Domestic Violence Attorney
“Domestic violence” charges refer to crimes of violence between family members, people who have a romantic relationship with one another, people who share children in common, and people who have lived together. Domestic violence charges can include battery; assault; burglary with assault or battery; aggravated battery; aggravated battery by strangulation; tampering with a witness; as well as other crimes of violence.
When the police are called to a scene and believe that the parties are in some form of a domestic relationship, the police have almost no discretion regarding whether to arrest one or both of the people involved. If the police believe that one of the people has physically threatened or has actually physically battered (hit) the other person, the police will almost always arrest the accused individual.

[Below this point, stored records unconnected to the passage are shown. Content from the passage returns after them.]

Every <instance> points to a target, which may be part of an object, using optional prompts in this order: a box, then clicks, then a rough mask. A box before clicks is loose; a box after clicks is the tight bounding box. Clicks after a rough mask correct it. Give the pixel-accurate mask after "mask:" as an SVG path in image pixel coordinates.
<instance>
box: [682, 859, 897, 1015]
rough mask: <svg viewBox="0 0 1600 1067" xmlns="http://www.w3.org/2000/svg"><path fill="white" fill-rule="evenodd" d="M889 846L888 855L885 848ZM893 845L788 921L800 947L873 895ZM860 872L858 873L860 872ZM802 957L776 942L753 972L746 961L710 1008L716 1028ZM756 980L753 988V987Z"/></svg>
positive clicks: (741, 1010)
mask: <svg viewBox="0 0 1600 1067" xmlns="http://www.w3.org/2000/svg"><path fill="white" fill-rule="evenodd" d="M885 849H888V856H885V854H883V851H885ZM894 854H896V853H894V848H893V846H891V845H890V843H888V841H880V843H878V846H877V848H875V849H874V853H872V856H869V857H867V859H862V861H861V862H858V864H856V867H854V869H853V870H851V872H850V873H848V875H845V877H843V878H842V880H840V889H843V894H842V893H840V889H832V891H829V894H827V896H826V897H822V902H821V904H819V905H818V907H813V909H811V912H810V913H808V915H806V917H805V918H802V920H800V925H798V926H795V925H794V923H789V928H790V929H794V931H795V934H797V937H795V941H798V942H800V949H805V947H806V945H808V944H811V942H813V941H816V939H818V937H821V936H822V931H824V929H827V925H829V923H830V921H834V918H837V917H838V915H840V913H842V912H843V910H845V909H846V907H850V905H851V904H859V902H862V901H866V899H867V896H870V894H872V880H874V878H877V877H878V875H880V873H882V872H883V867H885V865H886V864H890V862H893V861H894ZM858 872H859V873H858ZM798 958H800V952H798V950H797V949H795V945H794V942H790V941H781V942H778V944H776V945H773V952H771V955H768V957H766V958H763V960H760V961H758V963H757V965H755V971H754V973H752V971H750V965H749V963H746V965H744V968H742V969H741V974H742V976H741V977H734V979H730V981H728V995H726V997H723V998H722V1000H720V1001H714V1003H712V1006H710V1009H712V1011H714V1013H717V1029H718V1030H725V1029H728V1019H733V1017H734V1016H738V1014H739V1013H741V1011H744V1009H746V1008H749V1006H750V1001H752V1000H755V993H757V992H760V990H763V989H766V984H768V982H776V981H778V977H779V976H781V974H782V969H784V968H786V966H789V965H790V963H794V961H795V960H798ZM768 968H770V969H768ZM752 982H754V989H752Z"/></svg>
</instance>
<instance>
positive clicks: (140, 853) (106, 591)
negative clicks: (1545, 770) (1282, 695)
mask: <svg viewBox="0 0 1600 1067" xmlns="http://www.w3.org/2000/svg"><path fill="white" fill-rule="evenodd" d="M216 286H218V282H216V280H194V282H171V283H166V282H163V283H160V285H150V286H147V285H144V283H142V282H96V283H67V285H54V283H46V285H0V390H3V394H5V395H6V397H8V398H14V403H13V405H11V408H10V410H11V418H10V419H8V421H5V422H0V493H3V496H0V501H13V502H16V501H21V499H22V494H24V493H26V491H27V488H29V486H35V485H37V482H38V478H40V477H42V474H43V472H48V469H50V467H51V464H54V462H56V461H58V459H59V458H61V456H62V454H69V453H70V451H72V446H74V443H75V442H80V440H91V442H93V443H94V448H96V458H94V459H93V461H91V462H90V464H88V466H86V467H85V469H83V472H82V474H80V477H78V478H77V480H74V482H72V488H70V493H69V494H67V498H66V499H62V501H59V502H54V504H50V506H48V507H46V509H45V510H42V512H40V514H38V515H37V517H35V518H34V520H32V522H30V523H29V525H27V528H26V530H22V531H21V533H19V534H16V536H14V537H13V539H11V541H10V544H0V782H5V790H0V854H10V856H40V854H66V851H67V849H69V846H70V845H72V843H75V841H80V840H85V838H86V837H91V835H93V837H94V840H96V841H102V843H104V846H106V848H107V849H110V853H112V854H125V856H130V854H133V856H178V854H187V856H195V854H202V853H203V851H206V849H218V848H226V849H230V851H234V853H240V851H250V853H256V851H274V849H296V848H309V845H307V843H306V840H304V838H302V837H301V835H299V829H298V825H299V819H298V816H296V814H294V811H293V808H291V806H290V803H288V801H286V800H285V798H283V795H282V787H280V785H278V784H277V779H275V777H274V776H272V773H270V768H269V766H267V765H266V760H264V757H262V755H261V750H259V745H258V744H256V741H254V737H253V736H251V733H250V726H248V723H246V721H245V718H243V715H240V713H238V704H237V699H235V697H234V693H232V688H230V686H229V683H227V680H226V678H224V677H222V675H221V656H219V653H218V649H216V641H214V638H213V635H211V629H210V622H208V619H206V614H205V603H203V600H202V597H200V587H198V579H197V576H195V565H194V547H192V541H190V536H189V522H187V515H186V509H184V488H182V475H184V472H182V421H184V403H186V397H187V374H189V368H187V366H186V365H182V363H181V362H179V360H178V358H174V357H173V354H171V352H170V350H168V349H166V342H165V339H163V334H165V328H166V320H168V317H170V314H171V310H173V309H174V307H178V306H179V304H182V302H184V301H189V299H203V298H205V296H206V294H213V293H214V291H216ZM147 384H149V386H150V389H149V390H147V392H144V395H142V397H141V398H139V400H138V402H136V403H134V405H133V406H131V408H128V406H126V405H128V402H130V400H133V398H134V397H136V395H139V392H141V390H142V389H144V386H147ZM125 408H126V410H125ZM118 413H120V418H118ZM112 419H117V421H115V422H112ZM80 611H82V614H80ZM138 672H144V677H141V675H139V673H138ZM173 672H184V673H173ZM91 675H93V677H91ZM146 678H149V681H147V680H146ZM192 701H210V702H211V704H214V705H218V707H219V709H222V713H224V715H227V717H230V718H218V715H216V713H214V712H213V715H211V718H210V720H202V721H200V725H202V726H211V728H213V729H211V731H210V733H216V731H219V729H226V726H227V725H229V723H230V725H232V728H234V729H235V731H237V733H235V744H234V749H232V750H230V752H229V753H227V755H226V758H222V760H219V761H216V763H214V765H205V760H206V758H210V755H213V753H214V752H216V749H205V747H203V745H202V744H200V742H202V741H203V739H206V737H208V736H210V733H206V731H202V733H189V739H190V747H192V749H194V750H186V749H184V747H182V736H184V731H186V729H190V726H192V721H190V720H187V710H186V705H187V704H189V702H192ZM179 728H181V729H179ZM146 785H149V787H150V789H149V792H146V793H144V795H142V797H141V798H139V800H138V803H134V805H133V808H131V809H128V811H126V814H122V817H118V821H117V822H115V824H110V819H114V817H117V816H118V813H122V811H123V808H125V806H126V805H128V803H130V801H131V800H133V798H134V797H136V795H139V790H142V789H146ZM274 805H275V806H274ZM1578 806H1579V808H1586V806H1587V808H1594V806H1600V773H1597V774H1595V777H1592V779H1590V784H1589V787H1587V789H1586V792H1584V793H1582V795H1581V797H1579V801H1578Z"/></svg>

Myths about Domestic Violence Cases
There are several myths surrounding domestic violence cases, and none of them is entirely true:
- “The government can’t file charges if I don’t agree, since I’m the victim.”
Many victims of domestic violence later decide, for a variety of reasons, that they do not want criminal charges filed against the defendant. The government does not need the victim’s approval to file charges, and frequently files charges against the victim’s wishes, in an effort to protect abused partners from being abused again.
- “If I don’t show up in court, the charges will have to be dropped.”
When victims and witnesses don’t appear in court to assist in the prosecution of a criminal case, the prosecutor’s job becomes more difficult, but not impossible. Prosecutors can and do proceed in criminal cases of domestic violence where they have other evidence, such as photographs of injuries or 911 recordings, to assist in proving their cases.
- “A verbal accusation alone is not enough for someone to be criminally charged.”
Prosecutors are allowed to use many types of evidence to prove their cases. A witness’ or victim’s verbal accusation is a form of testimony that can completely carry a criminal charge. Prosecutors certainly prefer to have other versions of evidence as well, but a victim’s statement is enough to obtain a conviction.
Special Factors in Domestic Violence Cases
Michelle’s clients have included both defendants and victims of domestic violence. She understands that the court treats these cases differently from “regular” criminal cases. Their representation requires an additional element of attention to certain issues aside from the usual examination of self-defense, defense of others, credibility issues, and evidentiary evaluation. Domestic violence cases also require consideration of the victim’s status, the desired relationship between the parties, the navigation of “stay-away” orders, and the examination of mental health and substance abuse issues.